João Rui de Sousa (12-10-1928 /
17-6-2022)
Os
poetas não morrem porque aquilo a que alguns chamam morte é apenas registo
civil, nada mais. Num país que conhece Camões pelo olho perdido, Bocage pelas
anedotas e Bulhão Pato pelas amêijoas, é tudo relativo, embora de modo
absoluto.
João
Rui de Sousa estudou agricultura (Curso médio) na Escola Dom Dinis na Paiã
(Pontinha). Mais tarde licenciou-se em História e Filosofia pela Faculdade de
Letras da Universidade de Lisboa. Estreou-se em 1955 com poemas e um ensaio na
Revista «Cassiopeia» ao lado de António Carlos, António Ramos Rosa, José Bento
e José Terra.
Tem
colaborado em importantes jornais e revistas literárias e tem poemas seus em
diversas antologias e volumes colectivos. Publicou estudos sobre as obras
poéticas de Adolfo Casais Monteiro, Eugénio de Andrade, José Carlos Gonzalez,
Jorge de Sena, Fernando Pessoa e Mário Saa.
Publicou
(entre outros) os seguintes livros: «Circulação» (1960), «A hipérbole na
cidade» (1060) «A habitação dos dias» (1962) «Meditação em Samos» (1970),
«Corpo Terrestre» (1972), «O fogo repartido» (1983), «Palavra azul e quando»
(1991), «Enquanto a noite, a folhagem» (1991), «Sonetos de cogitação e êxtase»
(1994), «Obstinação do corpo» (1996), «Respirara pela água» (1998), «Concisa
instrução aos nautas» (1999) «Os percursos, as estações» (2000), «Obra poética
1960-2000» (2002), «Lavra e pousio» (2005) e «Quarteto para as próximas chuvas»
(2008).
Do
livro «Respirare attraverso l´acquq» organizado por António Fournier e Alessandro
Granata Seixas (Edizioni dell´Orso) citamos dois poemas: primeiro «Agricultura»
do livro «Corpo terrestre» (1972): «É preciso recolher as vagens/e dispô-las no
chão./ É preciso beijar as plantas/ou cortá-las ao meio. /E ter sempre uma
enxada/uma discreta atenção. /ao silêncio da terra/ao calor das abelhas.

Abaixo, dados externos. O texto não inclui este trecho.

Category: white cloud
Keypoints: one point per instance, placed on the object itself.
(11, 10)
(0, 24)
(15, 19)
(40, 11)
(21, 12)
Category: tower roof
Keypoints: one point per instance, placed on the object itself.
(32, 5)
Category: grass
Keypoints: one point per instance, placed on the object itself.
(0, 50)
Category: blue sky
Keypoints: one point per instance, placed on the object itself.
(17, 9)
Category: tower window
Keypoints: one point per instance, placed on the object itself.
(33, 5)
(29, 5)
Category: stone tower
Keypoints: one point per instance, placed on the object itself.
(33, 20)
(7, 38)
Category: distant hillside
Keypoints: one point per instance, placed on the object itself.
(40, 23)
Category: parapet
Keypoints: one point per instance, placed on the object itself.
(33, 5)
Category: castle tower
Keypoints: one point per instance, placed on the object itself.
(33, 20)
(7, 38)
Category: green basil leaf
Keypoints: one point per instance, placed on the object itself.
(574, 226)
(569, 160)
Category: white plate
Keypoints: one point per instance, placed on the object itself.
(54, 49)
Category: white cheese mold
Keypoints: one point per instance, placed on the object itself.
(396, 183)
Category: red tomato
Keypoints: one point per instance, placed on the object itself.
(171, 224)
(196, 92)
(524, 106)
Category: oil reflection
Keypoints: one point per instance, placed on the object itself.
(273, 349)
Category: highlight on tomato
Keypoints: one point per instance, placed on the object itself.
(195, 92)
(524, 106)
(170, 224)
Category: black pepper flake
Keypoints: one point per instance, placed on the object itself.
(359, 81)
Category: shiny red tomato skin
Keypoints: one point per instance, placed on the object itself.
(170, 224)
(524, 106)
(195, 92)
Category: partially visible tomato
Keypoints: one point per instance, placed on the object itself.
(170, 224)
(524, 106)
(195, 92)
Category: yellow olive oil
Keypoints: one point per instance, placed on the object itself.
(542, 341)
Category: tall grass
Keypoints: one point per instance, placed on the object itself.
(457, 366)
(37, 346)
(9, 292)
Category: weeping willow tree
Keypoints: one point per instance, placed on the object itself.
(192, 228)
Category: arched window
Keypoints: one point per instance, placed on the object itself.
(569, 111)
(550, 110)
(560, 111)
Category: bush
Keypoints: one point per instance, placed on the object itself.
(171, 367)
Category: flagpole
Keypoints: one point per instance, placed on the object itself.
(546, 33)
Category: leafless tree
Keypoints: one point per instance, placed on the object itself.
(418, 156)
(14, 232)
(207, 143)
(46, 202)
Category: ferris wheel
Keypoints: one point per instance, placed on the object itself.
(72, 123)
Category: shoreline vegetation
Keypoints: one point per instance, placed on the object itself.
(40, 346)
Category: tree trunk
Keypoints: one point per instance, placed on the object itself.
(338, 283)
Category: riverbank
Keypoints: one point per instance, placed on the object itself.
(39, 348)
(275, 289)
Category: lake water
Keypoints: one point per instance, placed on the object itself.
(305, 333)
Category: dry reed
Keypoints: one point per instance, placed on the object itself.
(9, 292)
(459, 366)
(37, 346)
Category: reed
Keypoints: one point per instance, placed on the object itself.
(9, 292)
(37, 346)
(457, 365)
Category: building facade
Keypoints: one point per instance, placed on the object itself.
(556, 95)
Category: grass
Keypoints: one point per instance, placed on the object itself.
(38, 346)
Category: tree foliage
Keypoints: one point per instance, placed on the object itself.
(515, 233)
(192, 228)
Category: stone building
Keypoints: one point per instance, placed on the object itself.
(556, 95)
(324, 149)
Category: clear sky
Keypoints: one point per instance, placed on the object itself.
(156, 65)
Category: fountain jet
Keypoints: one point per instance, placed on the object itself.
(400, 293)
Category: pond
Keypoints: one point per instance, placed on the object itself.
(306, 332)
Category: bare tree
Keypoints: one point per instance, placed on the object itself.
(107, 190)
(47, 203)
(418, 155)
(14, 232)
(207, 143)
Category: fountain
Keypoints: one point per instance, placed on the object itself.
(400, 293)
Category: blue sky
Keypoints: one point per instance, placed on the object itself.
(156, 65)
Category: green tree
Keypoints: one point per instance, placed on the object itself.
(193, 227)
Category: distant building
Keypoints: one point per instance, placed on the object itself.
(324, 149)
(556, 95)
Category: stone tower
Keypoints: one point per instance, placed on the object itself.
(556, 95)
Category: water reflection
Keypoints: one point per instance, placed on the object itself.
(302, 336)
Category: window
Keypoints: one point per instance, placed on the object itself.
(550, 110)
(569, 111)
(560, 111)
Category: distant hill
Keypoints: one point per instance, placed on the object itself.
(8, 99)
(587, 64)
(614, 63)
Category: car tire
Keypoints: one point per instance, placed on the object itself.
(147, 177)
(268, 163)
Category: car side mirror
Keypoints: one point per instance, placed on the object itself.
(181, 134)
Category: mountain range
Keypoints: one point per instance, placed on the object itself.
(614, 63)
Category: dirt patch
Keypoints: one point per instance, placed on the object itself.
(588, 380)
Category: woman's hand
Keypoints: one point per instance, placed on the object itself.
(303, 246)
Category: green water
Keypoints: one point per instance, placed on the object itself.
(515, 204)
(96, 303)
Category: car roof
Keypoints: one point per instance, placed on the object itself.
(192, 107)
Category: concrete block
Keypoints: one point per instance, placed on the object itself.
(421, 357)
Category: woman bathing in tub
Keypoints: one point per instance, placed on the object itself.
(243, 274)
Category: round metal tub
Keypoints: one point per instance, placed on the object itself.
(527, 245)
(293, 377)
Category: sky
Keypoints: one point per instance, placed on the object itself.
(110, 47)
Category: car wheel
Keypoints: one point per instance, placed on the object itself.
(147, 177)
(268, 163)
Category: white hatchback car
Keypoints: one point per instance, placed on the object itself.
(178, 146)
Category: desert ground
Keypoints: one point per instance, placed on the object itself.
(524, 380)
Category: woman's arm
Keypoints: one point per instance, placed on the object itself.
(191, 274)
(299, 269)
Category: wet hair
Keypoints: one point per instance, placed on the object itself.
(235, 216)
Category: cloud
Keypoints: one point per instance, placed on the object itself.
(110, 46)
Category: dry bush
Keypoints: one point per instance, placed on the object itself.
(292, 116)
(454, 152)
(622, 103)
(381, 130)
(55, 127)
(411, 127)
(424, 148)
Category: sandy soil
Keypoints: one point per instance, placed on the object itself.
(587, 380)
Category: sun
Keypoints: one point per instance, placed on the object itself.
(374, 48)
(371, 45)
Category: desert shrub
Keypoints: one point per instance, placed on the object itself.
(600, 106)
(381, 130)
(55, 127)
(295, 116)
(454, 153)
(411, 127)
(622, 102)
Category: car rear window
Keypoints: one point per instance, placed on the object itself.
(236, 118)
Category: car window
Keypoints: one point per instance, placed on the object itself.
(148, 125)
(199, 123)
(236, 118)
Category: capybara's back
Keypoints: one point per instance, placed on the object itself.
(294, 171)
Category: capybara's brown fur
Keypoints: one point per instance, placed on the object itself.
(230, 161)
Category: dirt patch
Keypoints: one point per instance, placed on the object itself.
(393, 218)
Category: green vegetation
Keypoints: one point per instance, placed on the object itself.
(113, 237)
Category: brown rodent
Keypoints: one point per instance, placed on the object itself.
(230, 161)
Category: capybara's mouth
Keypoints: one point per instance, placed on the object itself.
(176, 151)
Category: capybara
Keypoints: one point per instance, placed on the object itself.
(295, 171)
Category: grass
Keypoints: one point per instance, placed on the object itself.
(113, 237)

/Roubar à seara limpa/a planta podre. /e queimar essa planta/em eira aberta. /É
preciso a visita do sol/o diálogo da chuva. /É preciso a vertigem da
esperança/e esperar com amor. /Descobrir – mais tarde - /a volúpia da rega. /E
ser o último a abandonar o campo». O segundo é um excerto do poema inédito até
2014 «Em louvor de Giacomo Leopardi»: «Que significa a vida? Para que serve/ o
esforço, a luta, a esperança. O gesto/de desprezo ou de amizade, o estar/ em
palco só para que outros vejam/algum possível brilho ou mesmo um escorrer/de
oculta petulância, a esconder fraquezas/(que são tantas) da nossa compleição/
tão frágil?»
José do Carmo Francisco
Um adeus alentejano
Foi com alguma surpresa e absoluta emoção que recebi,
de José do Carmo Francisco, a triste notícia do falecimento do poeta e amigo de
quem, reiteradamente e através do tempo, recebi diversas manifestações de
apreço fraternal – ora através de conversas amenas veiculadas pelo telefone,
ora em directo e de viva voz quando em deslocações minhas a Lisboa nos
encontrávamos no Café da nossa preferência.
Foi ele quem
me apresentou aos leitores na minha primeira aparição em volume, no caso a
antologia “Sete poetas portugueses contemporâneos” editada pela Átrio do comum
confrade e amigo José Manuel Capêlo, tendo tido a meu respeito palavras
escritas que não me esquecem. Depois, já em voo de cruzeiro - no meu terceiro
livro “Os olhares perdidos” – foi ele quem fez a Introdução, perspicaz e
competente dada a sua qualidade como ensaísta.
E colaborou
sempre generosamente nas iniciativas em que me cifrei, ou sejam o “Suplemento Cultural”
que eu orientava no “Notícias de Elvas ou o “Fanal”, que co-coordenei no “O
Distrito de Portalegre”.
Notável
poeta, ensaísta de fina água, crítico arguto e companheiro extremamente afável,
relembro-o com saudade agora que partiu com a bela idade de 94 anos. O “velho”
abraço, caríssimo confrade João Rui de Sousa!